Wednesday, July 23, 2008

Washington Post


So it seems worthwhile to point out that, by Mr. Obama's own account, neither U.S. commanders nor Iraq's principal political leaders actually support his strategy.

Gen. David H. Petraeus, the architect of the dramatic turnaround in U.S. fortunes, "does not want a timetable," Mr. Obama reported with welcome candor during a news conference yesterday. In an interview with ABC, he explained that "there are deep concerns about . . . a timetable that doesn't take into account what [American commanders] anticipate might be some sort of change in conditions." ......

But an Iraqi government statement made clear that Mr. Maliki's timetable would extend at least seven months beyond Mr. Obama's. More significant, it would be "a timetable which Iraqis set" -- not the Washington-imposed schedule that Mr. Obama has in mind. It would also be conditioned on the readiness of Iraqi forces, the same linkage that Gen. Petraeus seeks. As Mr. Obama put it, Mr. Maliki "wants some flexibility in terms of how that's carried out." .........

Sunni leaders in Anbar province told him that American troops are essential to maintaining the peace among Iraq's rival sects and said they were worried about a rapid drawdown.


We know it isn't as fun to read the news when the three networks enjoy feeding us intellectual baby food declaring that Mr. Maliki endorses Obama's plan but this is why I read instead of watching the news.

We all know according to those wonderful television news reports that Obama did well in Iraq, even while never being able to explain how he would still not endorse the now proven to be effective surge.

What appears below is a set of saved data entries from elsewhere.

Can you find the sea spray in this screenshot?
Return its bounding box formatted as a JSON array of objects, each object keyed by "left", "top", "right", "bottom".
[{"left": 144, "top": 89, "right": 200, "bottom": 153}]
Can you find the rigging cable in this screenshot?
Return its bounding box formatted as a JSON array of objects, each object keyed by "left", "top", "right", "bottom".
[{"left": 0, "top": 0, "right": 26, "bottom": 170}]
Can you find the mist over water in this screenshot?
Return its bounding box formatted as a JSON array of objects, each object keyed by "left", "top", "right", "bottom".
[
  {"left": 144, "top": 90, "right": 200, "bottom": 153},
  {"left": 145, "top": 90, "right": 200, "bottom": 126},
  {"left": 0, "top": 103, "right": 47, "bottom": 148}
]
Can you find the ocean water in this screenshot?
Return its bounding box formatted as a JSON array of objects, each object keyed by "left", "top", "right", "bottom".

Of course the irony is compounded by the fact that he has suggested sending additional troops to Afghanistan to help quell the increase in violence. He won't keep them their for a hundred years nor even beyond the time they would be needed. This is another surge. Of course this one doesn't have the Iraq anchor chained around it's neck so it is okay to recommend such action and when it is successful, even note that such recommendations will not have been controversial. There is no political capital to lose, so the anti-war candidate can get away with redeploying troops instead of bringing them home and still have it be seen as a win.